Она берегла академическую брошюру. Наверное, именно поэтому эта вечно смеющаяся девушка высотой не больше метра дорога мне до сих пор, хотя раньше я относился к ней и другим небольшим гипсовым фигурам совершенно равнодушно, а при переезде в конце пятьдесят второго года и вовсе оставил их в мастерской, после чего один из однокашников забрал себе осиротевшую метровую фигурку.
Лишь спустя десятилетие, когда у меня появились известность, репутация и деньги, однокашник сообщил мне, что сделана бронзовая отливка, сохранившая фигурку. Та же участь постигла «Обнаженную с яблоком» — результат моих лазаний по фасаду академии. Эдит Шаар, которая непродолжительное время была натурщицей в нашем классе, а затем, перебравшись на север Германии и в Испанию, стала весьма разносторонней и плодовитой художницей, после моего отъезда сберегла гипсовую фигурку на память о том периоде, который — если не считать осязаемых предметов — вспоминается мне весьма схематично, будто смотришь неудачные, слишком темные фотографии.

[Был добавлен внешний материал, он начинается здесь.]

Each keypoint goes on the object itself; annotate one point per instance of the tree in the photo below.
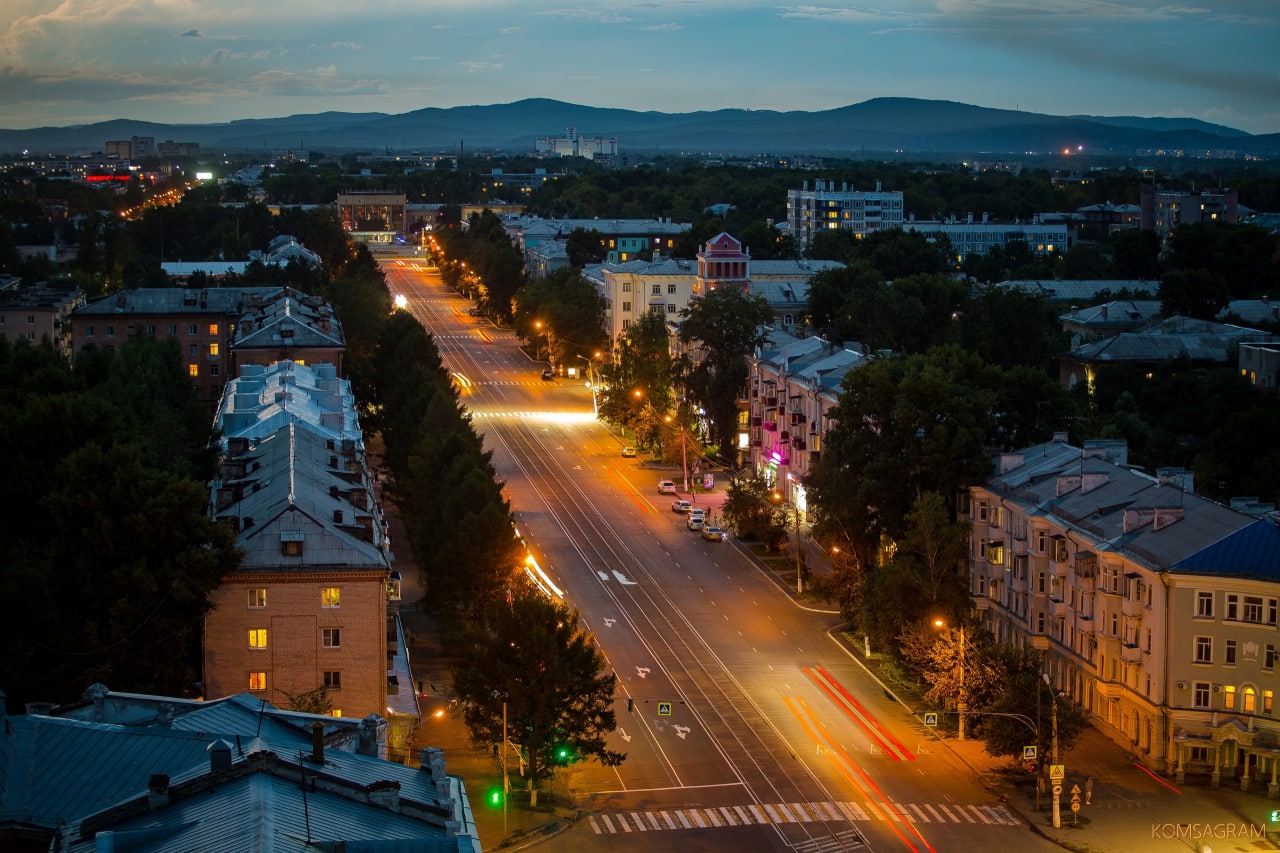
(727, 324)
(535, 661)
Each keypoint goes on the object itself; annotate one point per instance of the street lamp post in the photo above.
(961, 702)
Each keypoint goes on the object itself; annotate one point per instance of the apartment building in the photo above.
(307, 607)
(827, 208)
(792, 386)
(39, 310)
(1155, 609)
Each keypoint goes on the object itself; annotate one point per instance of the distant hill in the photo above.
(882, 124)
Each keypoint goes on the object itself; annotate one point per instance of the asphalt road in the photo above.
(749, 726)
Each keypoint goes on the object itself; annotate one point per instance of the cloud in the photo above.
(597, 16)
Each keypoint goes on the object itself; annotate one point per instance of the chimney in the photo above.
(158, 792)
(369, 731)
(219, 756)
(318, 743)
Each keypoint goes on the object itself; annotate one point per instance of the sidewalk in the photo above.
(1130, 808)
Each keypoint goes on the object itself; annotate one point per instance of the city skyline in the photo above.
(83, 62)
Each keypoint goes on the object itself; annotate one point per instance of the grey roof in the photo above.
(295, 488)
(174, 300)
(1148, 519)
(87, 783)
(266, 398)
(1079, 290)
(1170, 338)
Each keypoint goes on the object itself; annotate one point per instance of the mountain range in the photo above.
(877, 126)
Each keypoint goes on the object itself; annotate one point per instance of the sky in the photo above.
(78, 62)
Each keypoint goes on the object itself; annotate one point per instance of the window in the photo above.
(1253, 609)
(1203, 649)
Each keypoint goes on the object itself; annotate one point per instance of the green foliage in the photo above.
(535, 660)
(315, 701)
(110, 553)
(752, 512)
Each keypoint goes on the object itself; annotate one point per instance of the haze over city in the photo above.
(85, 60)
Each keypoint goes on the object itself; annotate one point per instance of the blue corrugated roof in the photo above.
(1252, 551)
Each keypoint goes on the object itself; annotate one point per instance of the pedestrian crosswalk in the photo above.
(766, 813)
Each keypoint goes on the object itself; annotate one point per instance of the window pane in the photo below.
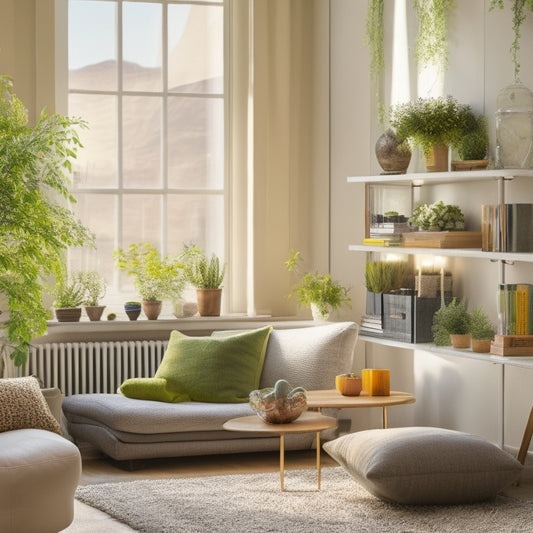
(92, 45)
(141, 219)
(98, 212)
(96, 165)
(195, 49)
(142, 41)
(197, 219)
(195, 142)
(142, 141)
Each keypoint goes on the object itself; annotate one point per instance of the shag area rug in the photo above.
(248, 503)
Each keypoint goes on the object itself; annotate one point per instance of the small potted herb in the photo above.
(318, 291)
(482, 330)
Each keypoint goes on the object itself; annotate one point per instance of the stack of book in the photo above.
(371, 325)
(515, 309)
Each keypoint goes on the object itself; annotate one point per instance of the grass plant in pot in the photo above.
(206, 274)
(431, 123)
(69, 294)
(95, 289)
(451, 323)
(482, 330)
(36, 222)
(154, 278)
(318, 291)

Восстановить фактографически точно можно лишь немногое. Промежутки заполнены переменчивыми настроениями. Что тяжко обременяло меня или, наоборот, казалось чересчур легким, остается неопределенным. Нет событий, где я играл бы активную или же пассивно-страдательную роль. Забылось и то, что мучило меня до боли подробными воспоминаниями. Луковица отказывается от дачи показаний. Остается гадать, что происходило за стенами учебной мастерской или католического приюта. Самого себя я вижу одним из многих набросков, которые лишь отдаленно напоминают оригинал.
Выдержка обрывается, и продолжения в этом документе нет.